Fiction, Science Fiction; ISBN 0-671-57857-X; Baen, New York: 2000.
This is an anthology of hard science fiction (sf) stories. Hard science fiction is defined in Wikipedia as "characterized by an emphasis on scientific or technical detail, or on scientific accuracy, or on both". Charles Sheffield's definition of what isn't hard sf is better: "if you take the science and scientific speculation away from a story, and not do it serious injury, then it was not hard sf to begin with". What I like about this definition are two things - first is the stressing of the importance of the scientific mumbo-jumbo in the story, and second is that it isn't all truly grounded to reality, it may even be all just speculation, but the important thing is that it is believable and consistent to the current scientific knowledge of that time.

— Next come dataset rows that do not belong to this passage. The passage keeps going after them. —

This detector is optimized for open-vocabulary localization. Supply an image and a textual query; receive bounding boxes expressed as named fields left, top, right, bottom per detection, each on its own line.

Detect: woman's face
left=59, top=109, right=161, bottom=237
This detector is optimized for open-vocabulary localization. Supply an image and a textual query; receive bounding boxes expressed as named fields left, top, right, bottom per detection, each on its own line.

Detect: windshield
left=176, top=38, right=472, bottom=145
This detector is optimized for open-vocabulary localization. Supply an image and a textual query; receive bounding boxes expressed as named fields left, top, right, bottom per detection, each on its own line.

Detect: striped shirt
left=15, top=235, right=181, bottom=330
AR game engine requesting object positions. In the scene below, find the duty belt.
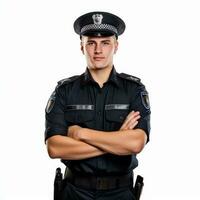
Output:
[65,169,133,190]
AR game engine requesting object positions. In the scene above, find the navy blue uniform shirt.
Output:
[45,67,150,175]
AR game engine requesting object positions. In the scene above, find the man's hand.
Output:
[68,125,82,140]
[120,111,140,131]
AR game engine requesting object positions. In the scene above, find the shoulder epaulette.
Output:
[57,76,79,87]
[119,73,143,85]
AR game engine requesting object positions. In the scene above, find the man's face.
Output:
[81,36,118,69]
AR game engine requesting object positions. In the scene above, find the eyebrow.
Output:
[87,39,111,42]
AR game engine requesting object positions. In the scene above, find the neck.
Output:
[89,66,112,87]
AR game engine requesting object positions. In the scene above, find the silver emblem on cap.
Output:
[92,14,103,25]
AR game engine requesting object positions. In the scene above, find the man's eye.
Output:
[87,42,94,46]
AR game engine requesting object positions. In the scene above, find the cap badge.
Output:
[92,14,103,25]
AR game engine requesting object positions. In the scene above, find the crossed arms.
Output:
[47,111,147,160]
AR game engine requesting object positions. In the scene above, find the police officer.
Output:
[45,12,150,200]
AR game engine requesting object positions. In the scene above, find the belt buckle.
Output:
[96,177,109,190]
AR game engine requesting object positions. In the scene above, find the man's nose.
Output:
[95,44,102,53]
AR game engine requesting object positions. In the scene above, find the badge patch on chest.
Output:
[140,91,150,109]
[45,91,56,113]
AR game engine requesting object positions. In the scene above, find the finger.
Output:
[128,121,138,130]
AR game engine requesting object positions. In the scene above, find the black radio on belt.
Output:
[54,167,63,200]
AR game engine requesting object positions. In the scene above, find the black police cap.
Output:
[74,11,126,37]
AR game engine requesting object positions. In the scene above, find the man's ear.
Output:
[80,41,85,55]
[114,40,119,53]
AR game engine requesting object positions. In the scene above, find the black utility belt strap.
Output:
[65,169,133,190]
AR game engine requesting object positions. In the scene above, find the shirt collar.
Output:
[82,66,119,87]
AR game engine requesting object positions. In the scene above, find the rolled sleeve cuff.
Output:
[135,119,150,143]
[45,127,67,143]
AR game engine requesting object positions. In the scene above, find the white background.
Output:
[0,0,200,200]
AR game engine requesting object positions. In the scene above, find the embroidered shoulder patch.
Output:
[45,91,56,113]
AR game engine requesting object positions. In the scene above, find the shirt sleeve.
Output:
[45,88,68,141]
[131,86,151,142]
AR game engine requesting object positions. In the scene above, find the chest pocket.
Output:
[105,104,130,124]
[65,104,94,126]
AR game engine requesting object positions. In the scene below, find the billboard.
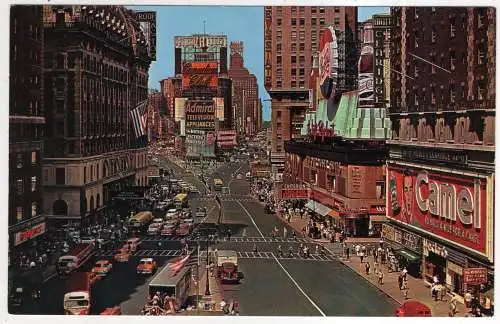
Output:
[174,98,187,121]
[186,130,215,157]
[185,100,215,130]
[387,166,488,255]
[136,11,156,61]
[182,62,218,90]
[214,98,224,121]
[319,26,339,99]
[174,35,227,49]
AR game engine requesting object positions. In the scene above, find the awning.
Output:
[306,200,332,216]
[395,249,421,262]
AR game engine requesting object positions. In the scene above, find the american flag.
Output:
[130,100,148,137]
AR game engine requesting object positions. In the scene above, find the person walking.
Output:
[378,269,384,285]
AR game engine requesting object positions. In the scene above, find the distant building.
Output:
[43,6,155,226]
[228,42,261,136]
[8,5,46,253]
[264,6,357,174]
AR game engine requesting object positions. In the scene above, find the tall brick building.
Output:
[228,42,260,136]
[264,6,357,173]
[383,7,496,296]
[8,6,46,251]
[43,6,154,225]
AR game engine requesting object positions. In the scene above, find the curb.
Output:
[323,246,404,305]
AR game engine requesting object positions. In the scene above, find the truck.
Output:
[57,243,94,275]
[215,250,243,283]
[64,272,99,315]
[149,263,191,313]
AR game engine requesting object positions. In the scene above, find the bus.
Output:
[214,179,224,191]
[174,194,188,209]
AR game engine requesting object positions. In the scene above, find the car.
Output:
[136,258,156,274]
[92,260,113,277]
[161,224,176,236]
[113,248,130,262]
[396,300,432,317]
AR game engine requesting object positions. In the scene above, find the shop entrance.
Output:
[425,251,446,283]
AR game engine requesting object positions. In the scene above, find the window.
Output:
[16,206,24,222]
[450,18,457,38]
[56,168,66,185]
[16,179,24,195]
[376,181,385,199]
[450,51,457,71]
[31,176,36,192]
[31,202,38,217]
[450,84,456,103]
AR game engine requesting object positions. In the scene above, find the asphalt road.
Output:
[11,156,397,316]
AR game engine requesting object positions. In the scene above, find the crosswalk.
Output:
[141,235,313,243]
[96,250,336,262]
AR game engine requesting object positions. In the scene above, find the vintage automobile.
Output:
[137,258,156,274]
[114,248,130,262]
[92,260,113,277]
[396,300,432,317]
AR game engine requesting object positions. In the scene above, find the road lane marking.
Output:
[236,201,264,237]
[272,253,326,317]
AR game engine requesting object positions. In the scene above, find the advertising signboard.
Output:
[14,222,45,246]
[182,62,218,90]
[387,166,487,255]
[185,100,215,130]
[135,11,156,61]
[174,35,227,48]
[464,268,488,285]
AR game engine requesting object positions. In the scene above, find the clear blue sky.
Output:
[130,6,389,120]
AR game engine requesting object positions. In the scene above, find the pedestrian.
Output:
[378,269,384,285]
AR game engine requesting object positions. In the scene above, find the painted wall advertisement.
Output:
[182,62,218,90]
[387,166,487,255]
[185,100,215,130]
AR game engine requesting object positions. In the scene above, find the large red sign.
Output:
[182,62,218,89]
[387,167,487,255]
[14,223,45,246]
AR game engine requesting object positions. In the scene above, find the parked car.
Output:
[396,300,432,317]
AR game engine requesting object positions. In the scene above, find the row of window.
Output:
[14,202,38,225]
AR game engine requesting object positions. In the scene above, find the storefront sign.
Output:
[424,240,448,259]
[387,167,487,255]
[401,147,467,165]
[174,35,227,48]
[182,62,218,89]
[14,222,45,246]
[464,268,488,285]
[308,121,335,141]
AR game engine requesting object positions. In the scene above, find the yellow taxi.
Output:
[92,260,113,277]
[114,247,130,262]
[137,258,156,274]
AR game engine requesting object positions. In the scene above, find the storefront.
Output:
[382,224,422,278]
[387,164,494,296]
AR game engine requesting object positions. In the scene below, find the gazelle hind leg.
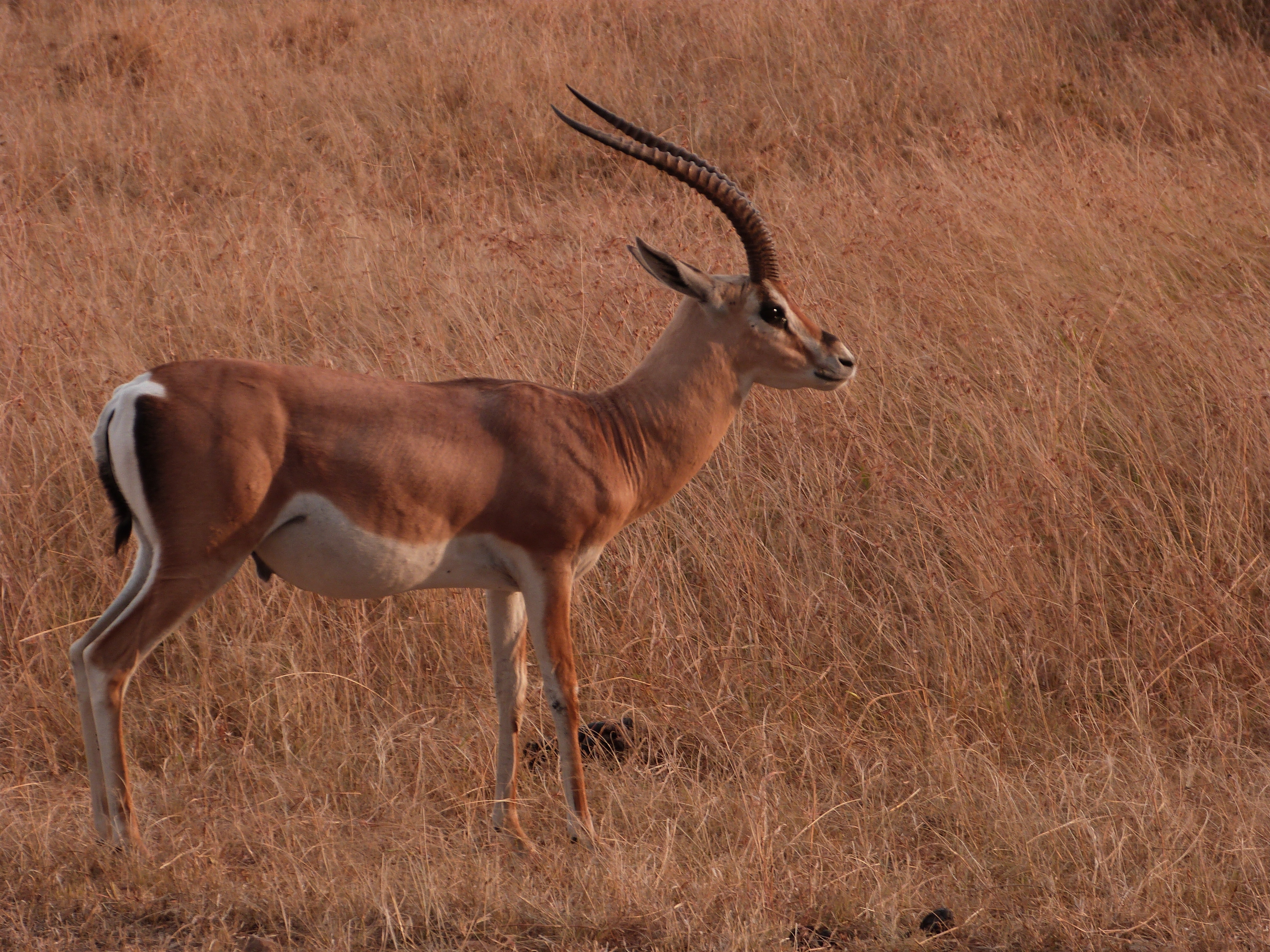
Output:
[83,552,246,849]
[525,566,596,843]
[485,589,535,853]
[70,533,154,842]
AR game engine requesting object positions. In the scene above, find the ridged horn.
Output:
[551,88,780,284]
[564,83,748,198]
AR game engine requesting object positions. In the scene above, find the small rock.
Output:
[922,906,955,935]
[243,935,282,952]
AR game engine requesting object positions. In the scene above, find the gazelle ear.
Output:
[626,239,719,305]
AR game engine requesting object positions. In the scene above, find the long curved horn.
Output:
[551,93,780,284]
[564,83,748,198]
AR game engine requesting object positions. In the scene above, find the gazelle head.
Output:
[551,86,856,390]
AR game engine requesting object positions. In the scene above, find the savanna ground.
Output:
[0,0,1270,952]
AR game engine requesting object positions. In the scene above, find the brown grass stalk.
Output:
[0,0,1270,952]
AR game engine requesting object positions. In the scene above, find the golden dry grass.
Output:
[7,0,1270,952]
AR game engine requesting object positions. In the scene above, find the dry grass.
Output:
[0,0,1270,952]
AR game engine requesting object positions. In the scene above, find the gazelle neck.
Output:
[599,301,752,519]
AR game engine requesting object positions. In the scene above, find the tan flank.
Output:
[71,93,855,845]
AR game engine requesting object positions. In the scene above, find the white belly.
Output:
[255,493,519,598]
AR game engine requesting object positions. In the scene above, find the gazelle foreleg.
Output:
[81,552,245,852]
[70,533,154,843]
[485,589,533,852]
[523,565,596,842]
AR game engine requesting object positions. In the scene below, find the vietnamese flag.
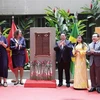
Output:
[7,19,29,73]
[7,19,17,73]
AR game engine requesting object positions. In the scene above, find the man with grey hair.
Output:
[87,33,100,93]
[54,33,72,87]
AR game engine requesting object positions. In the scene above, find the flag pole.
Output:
[12,16,14,22]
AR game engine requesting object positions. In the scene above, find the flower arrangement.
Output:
[30,60,53,80]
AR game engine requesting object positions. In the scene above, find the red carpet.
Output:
[24,80,56,88]
[0,86,100,100]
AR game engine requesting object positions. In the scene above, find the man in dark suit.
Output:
[87,33,100,93]
[54,34,72,87]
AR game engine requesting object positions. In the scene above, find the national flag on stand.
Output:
[69,23,79,76]
[7,18,29,73]
[7,19,17,73]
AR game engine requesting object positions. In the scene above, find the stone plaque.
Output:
[30,27,56,80]
[35,33,50,56]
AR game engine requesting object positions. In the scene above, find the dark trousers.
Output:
[90,63,100,88]
[58,59,70,84]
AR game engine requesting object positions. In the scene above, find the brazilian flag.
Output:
[69,23,79,77]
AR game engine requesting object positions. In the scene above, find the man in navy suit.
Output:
[54,33,72,87]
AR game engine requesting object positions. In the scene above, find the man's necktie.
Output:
[93,42,96,50]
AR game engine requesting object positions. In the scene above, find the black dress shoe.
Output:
[66,83,70,87]
[20,81,24,85]
[97,88,100,93]
[14,81,19,85]
[89,87,96,92]
[58,83,62,87]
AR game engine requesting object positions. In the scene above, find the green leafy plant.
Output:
[45,7,73,39]
[82,0,100,27]
[45,7,87,39]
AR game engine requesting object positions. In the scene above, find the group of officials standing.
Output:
[0,30,26,87]
[0,27,100,93]
[54,33,100,93]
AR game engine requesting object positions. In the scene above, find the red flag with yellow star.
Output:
[7,20,17,73]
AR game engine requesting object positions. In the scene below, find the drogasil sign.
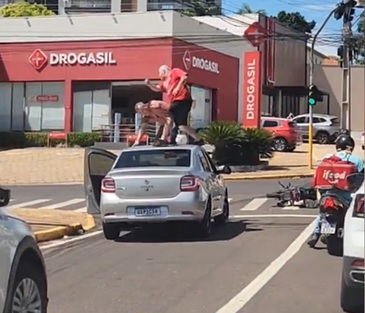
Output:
[29,49,117,70]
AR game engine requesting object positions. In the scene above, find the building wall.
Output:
[172,39,241,121]
[308,66,365,132]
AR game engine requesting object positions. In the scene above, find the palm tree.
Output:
[238,3,267,15]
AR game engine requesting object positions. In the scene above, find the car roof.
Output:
[294,113,338,119]
[261,116,290,121]
[122,145,200,152]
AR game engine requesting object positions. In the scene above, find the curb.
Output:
[34,213,95,243]
[223,173,313,181]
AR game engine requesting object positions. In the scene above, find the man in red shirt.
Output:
[133,100,172,146]
[145,65,203,145]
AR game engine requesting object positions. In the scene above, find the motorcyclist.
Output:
[307,134,364,248]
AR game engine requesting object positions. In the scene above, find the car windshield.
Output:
[114,149,191,168]
[331,117,340,125]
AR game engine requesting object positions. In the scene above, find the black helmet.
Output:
[336,134,355,151]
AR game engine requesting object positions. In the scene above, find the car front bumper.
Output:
[343,256,364,288]
[100,192,206,224]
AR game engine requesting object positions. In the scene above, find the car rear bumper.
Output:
[100,192,206,224]
[343,256,364,290]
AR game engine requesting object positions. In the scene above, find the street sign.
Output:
[243,22,267,48]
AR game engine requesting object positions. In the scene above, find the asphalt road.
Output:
[34,181,350,313]
[7,179,309,203]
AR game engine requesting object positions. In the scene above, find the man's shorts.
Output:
[170,99,193,126]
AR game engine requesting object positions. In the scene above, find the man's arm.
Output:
[172,68,188,93]
[145,79,162,92]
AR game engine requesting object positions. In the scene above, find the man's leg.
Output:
[307,214,321,248]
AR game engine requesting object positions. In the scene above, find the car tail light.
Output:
[351,260,364,267]
[101,177,115,193]
[323,198,336,209]
[354,194,364,217]
[180,175,200,191]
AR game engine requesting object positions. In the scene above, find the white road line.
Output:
[6,199,52,209]
[229,214,316,218]
[281,205,300,211]
[240,198,268,211]
[216,217,315,313]
[72,207,86,213]
[38,198,85,210]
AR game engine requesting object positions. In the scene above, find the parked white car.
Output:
[341,176,364,313]
[0,189,48,313]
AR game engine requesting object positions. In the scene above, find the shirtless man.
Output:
[133,100,172,146]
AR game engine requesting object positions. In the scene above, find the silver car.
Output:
[0,188,48,313]
[85,145,231,240]
[292,114,341,144]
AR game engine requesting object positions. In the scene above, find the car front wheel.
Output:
[6,262,48,313]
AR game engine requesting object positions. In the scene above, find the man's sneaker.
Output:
[307,234,320,248]
[152,139,169,147]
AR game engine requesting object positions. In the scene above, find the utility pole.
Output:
[340,0,357,133]
[308,6,339,170]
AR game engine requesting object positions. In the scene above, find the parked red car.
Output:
[261,116,302,152]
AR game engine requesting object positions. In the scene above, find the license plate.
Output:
[321,222,336,235]
[134,208,161,216]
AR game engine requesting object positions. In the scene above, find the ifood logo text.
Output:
[183,50,219,74]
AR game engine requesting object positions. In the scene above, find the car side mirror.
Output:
[0,188,10,207]
[217,165,232,175]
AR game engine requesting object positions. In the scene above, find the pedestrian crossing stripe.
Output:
[7,198,312,213]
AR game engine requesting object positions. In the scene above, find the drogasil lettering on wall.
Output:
[192,56,219,74]
[49,52,117,66]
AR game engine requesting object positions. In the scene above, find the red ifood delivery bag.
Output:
[313,155,358,190]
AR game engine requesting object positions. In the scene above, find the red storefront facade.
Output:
[0,38,239,132]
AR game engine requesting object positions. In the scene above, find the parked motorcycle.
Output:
[319,173,364,256]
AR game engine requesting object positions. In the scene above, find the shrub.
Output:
[200,122,273,165]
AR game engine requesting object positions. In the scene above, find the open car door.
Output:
[84,148,117,214]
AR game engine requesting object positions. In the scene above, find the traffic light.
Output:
[308,85,323,106]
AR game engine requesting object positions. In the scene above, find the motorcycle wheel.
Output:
[327,236,343,256]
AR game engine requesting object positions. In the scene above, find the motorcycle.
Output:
[266,181,318,208]
[319,173,364,256]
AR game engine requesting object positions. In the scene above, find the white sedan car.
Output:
[341,174,365,313]
[0,190,48,313]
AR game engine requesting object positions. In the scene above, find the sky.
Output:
[222,0,363,55]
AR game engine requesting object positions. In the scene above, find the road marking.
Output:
[240,198,268,211]
[230,214,316,218]
[38,198,85,210]
[216,220,315,313]
[6,199,52,209]
[281,205,300,211]
[72,206,87,213]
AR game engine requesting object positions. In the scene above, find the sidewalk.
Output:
[8,208,95,242]
[0,143,364,186]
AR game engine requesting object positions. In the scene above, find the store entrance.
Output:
[111,82,162,126]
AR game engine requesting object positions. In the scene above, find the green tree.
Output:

The book is a compilation of (mis)adventures of a physicist, Arthur Morton McAndrew and his long-suffering companion, the spaceship captain Jeanie Roker. If that sounds fun, I assure you that it is, unless you're a novice hard sf fan (I'm not even talking about those who aren't sf reader). Even the author (a true-to-life mathematician and physicist) had unapologetically stated in the Appendix that the stories the hardest sf that he had ever wrote. That is what makes the book both appealing and unappealing; people would either like it or hate it - no fence sitting.
I liked the stories but I have to admit that it has flaws. Hard sf books may ground themselves to real science, but they are still work of fictions - hence they still need to appeal to readers. I think Sheffield knows this, which is why his better stories are his later ones (they were written when he had quit his scientific profession and wholeheartedly became a writer); unfortunately, this realization had been a bit too late. I also noticed that he was often deliberately ambiguous and obfuscating, which I did not like, considering there are other sf authors that didn't need to trick the reader to force them to his viewpoint.
Finally, although his scientific grounding may be neat, some of his story development were illogical and a few characterization illogical - perhaps so that his characters will do or be in a more fantastic (hence interesting) position in otherwise boring and mostly procedural stories.
But still, all in all, I did like them, even if they are not representative of the hard sf genre. I give the book 3 out of 5 stars.